Four years later, she had Natalia. And in 1994, Antonio began his bid for state Assembly, representing the 45th District.
During the race, she learned that her husband had an affair, something Antonio would later describe in a 1998 interview as one of the lowest times in his life.
The day after he won his Assembly seat, Corina filed for divorce. Two years later, they agreed to reconcile. (Neither will discuss the matter.)
Strong bonds
Corina said she believes now that their family is stronger than ever. She said she was surprised recently to find that her husband still has the ability to move her with his charisma.
“We had gone to a fundraiser and he spoke,” she said. “I just thought, ‘Wow, I’ve seen him grow.’ I was impressed again, and you wouldn’t think that I would be. I was impressed and very proud.”
Villaraigosa said he is urging his wife to go at her own pace in adjusting to her new job as first lady.
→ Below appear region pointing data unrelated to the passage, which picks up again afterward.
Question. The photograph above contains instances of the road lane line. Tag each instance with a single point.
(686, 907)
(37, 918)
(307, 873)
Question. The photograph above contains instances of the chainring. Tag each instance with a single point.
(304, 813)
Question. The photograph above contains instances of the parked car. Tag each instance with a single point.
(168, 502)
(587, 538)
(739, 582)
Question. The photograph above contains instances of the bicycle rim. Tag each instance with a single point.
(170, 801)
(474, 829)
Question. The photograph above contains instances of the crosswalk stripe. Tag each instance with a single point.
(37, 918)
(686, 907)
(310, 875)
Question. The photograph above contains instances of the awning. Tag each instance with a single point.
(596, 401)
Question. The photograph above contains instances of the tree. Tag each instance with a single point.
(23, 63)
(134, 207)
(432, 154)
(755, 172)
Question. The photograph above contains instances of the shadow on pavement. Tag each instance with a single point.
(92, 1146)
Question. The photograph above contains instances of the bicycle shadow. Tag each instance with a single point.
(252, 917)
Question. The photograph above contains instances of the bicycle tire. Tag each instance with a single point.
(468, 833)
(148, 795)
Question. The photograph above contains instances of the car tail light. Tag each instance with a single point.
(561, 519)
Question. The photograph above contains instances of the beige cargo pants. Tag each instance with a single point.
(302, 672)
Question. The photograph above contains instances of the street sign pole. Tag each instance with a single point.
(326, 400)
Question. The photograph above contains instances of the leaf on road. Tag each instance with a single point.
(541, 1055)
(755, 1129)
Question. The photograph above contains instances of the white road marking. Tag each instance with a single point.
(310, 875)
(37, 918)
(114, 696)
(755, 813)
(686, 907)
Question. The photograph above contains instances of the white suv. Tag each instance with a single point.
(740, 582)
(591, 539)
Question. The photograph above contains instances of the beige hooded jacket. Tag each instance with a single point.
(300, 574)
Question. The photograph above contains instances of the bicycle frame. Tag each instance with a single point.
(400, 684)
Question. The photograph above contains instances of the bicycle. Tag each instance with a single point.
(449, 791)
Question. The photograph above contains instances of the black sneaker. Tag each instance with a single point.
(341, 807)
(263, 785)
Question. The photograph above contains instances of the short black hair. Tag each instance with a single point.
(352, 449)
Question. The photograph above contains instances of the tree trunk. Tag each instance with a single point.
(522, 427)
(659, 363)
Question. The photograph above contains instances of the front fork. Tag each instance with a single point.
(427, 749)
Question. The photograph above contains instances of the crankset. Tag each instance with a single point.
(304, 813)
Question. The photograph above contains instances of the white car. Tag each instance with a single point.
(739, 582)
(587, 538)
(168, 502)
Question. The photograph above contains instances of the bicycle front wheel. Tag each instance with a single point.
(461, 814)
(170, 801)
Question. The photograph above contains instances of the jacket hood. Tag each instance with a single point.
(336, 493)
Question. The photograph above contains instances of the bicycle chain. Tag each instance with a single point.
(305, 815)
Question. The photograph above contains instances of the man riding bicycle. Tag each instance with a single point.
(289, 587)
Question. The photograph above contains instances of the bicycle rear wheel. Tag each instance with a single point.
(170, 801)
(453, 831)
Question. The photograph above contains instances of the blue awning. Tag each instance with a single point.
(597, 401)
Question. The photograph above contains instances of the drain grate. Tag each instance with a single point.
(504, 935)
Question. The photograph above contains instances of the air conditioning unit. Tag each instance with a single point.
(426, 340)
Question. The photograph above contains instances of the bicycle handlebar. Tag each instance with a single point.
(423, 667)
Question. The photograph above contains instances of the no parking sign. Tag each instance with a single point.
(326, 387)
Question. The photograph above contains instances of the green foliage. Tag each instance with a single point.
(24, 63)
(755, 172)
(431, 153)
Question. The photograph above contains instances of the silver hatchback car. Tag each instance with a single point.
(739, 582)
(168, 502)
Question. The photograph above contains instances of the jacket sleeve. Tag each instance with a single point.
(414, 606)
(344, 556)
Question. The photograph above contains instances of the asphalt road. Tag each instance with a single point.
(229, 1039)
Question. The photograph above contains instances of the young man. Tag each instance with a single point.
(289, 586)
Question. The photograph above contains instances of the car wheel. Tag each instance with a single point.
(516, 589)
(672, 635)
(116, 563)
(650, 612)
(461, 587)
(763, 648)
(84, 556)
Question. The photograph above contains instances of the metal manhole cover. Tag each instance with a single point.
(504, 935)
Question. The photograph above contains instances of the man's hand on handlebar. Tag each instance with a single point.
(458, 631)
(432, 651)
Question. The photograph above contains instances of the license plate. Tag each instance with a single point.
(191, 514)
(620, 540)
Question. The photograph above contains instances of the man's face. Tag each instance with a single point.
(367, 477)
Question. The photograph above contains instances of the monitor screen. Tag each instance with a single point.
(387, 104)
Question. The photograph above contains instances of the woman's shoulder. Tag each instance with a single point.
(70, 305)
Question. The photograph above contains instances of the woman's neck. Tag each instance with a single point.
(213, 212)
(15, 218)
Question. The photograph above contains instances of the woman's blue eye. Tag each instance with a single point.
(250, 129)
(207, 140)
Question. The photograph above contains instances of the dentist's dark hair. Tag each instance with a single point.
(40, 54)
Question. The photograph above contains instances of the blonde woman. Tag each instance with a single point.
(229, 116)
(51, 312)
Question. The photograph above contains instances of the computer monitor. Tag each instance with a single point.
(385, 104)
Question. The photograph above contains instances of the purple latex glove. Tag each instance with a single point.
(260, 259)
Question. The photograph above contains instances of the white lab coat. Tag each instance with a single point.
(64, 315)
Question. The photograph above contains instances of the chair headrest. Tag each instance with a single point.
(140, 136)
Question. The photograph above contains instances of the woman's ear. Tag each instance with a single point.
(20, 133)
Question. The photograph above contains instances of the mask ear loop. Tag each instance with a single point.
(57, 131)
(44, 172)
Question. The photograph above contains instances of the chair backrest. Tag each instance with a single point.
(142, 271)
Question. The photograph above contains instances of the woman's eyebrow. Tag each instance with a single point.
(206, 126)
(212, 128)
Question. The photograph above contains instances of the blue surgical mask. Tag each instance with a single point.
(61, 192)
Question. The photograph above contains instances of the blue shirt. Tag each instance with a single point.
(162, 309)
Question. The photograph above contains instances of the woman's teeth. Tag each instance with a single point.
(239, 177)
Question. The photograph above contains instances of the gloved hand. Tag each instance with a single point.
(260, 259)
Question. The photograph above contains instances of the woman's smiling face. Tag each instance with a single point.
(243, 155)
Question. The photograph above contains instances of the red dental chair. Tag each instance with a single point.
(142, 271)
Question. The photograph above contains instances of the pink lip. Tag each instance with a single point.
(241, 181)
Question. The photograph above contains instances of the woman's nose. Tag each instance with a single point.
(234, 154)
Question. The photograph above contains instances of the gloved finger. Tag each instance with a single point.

Like many other modern mothers, she’s trying to balance the needs of her family and a full-time job, along with the extraordinary demands of being the wife of the mayor and media star. When she has time, she hopes to take on city initiatives that focus on literacy. Both she and Antonio know that their former life is over.
“I may be the outside guy, but she runs the show,” he said. “She’s very even-tempered. She realizes that our lives are going to change.”